アンシエタ宮殿
Espírito Santo
アンシエタ宮殿はブラジル、エスピリトサント州ヴィトーリアに位置し、州の行政機関の本拠地として機能している国内でも最も古い政府庁舎のひとつです。1551年にアフォンソ・ブラース神父率いるイエズス会の司祭たちによって建設され、当初は聖ヤコブ教会とイエズス会の大学として設立され、200年以上にわたり教育の拠点となりました。16世紀後半には著名なイエズス会の人物であるジョゼフ・オブ・アンシエタ神父がその発展に大きく貢献しました。20世紀初頭にはエンジニアのジャスティン・ノルベールの手による大規模な改修が行われ、折衷的な建築要素が取り入れられ、ヴィトーリア湾に面した構造が拡張されました。1945年に正式にアンシエタ宮殿と命名され、1983年には文化遺産として登録されました。火災やイエズス会の追放、宗教施設から政府庁舎への変遷を経て、エスピリトサントの文化的・政治的変遷を映し出しています。訪問者はその歴史的意義や建築美、ヴィトーリア港を見渡す絶好のロケーションを楽しむことができます。

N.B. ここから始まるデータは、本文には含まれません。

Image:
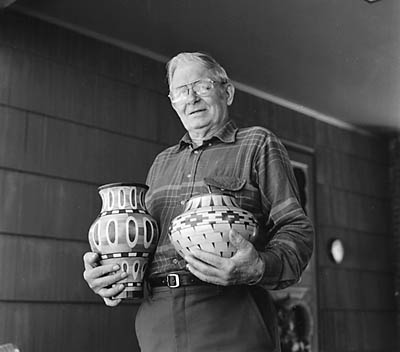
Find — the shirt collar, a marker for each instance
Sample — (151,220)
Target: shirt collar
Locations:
(227,134)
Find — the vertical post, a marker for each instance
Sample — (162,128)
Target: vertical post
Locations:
(395,191)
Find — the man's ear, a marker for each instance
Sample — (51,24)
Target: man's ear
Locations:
(230,92)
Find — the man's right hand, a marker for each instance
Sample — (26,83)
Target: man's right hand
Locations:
(100,278)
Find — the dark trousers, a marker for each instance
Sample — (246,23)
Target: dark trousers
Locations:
(207,319)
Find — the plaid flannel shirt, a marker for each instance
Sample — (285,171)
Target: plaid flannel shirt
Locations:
(252,164)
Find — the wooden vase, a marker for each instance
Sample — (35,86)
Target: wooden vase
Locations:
(125,234)
(206,222)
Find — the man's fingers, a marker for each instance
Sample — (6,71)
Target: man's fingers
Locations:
(111,302)
(90,260)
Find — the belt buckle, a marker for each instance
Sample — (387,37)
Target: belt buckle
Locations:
(173,281)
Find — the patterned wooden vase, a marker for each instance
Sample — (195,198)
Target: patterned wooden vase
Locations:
(125,234)
(206,222)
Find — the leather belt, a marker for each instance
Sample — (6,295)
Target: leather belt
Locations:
(175,280)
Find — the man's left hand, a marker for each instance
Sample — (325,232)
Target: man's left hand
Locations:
(244,267)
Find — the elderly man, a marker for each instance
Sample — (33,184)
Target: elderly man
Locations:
(221,304)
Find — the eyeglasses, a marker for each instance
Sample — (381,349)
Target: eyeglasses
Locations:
(202,88)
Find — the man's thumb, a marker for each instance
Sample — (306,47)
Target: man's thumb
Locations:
(237,240)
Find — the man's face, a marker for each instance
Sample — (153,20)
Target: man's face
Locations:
(201,115)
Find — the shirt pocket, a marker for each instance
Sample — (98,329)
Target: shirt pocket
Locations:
(225,184)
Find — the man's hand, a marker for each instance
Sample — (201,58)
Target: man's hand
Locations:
(245,267)
(101,277)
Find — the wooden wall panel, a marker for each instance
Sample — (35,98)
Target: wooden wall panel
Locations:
(355,289)
(5,72)
(351,173)
(357,331)
(363,251)
(286,124)
(38,327)
(39,269)
(37,205)
(55,147)
(352,210)
(369,147)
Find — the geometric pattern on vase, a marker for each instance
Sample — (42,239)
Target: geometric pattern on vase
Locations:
(125,234)
(206,222)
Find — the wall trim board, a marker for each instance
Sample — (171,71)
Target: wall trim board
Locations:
(163,59)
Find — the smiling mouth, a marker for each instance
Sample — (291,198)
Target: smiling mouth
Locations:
(196,111)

ヒント: アンシエタ宮殿を訪れる最適な時期は、政府機関が開いている平日で、ガイドツアーや文化イベントに参加できます。訪問時間や制限事項については、公式ウェブサイトの確認や事前の連絡をおすすめします。特別展示やイベントの場合は事前予約が必要なこともあります。周辺のシダーデ・アルタ地区も歴史散策に適しているため、合わせて訪れるとより充実した体験ができます。学生、高齢者、団体向けの割引がある場合もあるので、訪問前に問い合わせてみてください。
興味深い事実
- •アンシエタ宮殿はブラジルで最も古い政府庁舎のひとつで、18世紀から継続して使用されています。
- •ジョゼフ・オブ・アンシエタ神父はブラジルのイエズス会史における重要人物で、建設の一部を指揮し、遺体は一時期この地に埋葬されていました。

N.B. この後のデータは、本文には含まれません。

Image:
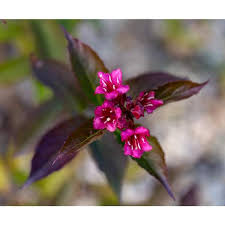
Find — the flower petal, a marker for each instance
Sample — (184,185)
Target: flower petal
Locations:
(118,112)
(112,95)
(98,124)
(142,130)
(126,134)
(127,150)
(107,104)
(123,89)
(145,146)
(156,102)
(99,90)
(117,77)
(137,153)
(98,111)
(110,126)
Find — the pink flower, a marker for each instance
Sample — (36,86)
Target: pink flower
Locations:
(148,101)
(137,111)
(135,141)
(106,116)
(111,84)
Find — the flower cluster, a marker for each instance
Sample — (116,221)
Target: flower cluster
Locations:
(119,111)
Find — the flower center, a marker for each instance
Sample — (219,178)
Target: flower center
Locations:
(108,115)
(108,85)
(134,143)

- •宮殿はもともとイエズス会の大学と教会の複合施設でしたが、後に政府庁舎となりました。
- •1570年と1796年の2度の大火災により大規模な再建が行われました。
- •20世紀初頭にはフランス人エンジニアのジャスティン・ノルベールが折衷的な建築様式で改修を行いました。
- •宮殿はヴィトーリア港を見下ろし、ヴィトーリアで最も古い地区のひとつであるシダーデ・アルタの入口に位置しています。
歴史
アンシエタ宮殿は1551年にイエズス会によって聖ヤコブ教会と隣接する大学が建設されたことに始まり、教育と宗教の中心地としての役割を果たしました。1570年の火災で被害を受けた後、石造りで再建されました。18世紀には翼部分が増築され、1757年のイエズス会追放後は州の所有となりました。1796年の火災で内部が損傷し、その後修復されて政府宮殿と改称されました。20世紀初頭には折衷的な建築様式を取り入れた大規模な改修が行われ、1945年に正式にアンシエタ宮殿と命名、1983年には文化遺産として保護され、2009年に修復が完了しました。
場所ガイド
聖ヤコブ教会1552
16世紀半ばに建てられたこの教会はイエズス会の複合施設の一部であり、宗教的および教育的な役割を果たしました。1666年の構造的危機や1796年の火災後に複数回改修されました。
イエズス会大学の翼部1707-1747
1707年から1747年にかけて段階的に建設され、内庭を囲む四辺形を形成し、200年以上にわたり教育機関として機能しました。
折衷的建築改修1908-1912
20世紀初頭にフランス人エンジニアのジャスティン・ノルベールが主導した改修で、折衷的な様式が取り入れられ、屋根が高くなり、ファサードが改装され、ヴィトーリア湾への新たな眺望が開かれました。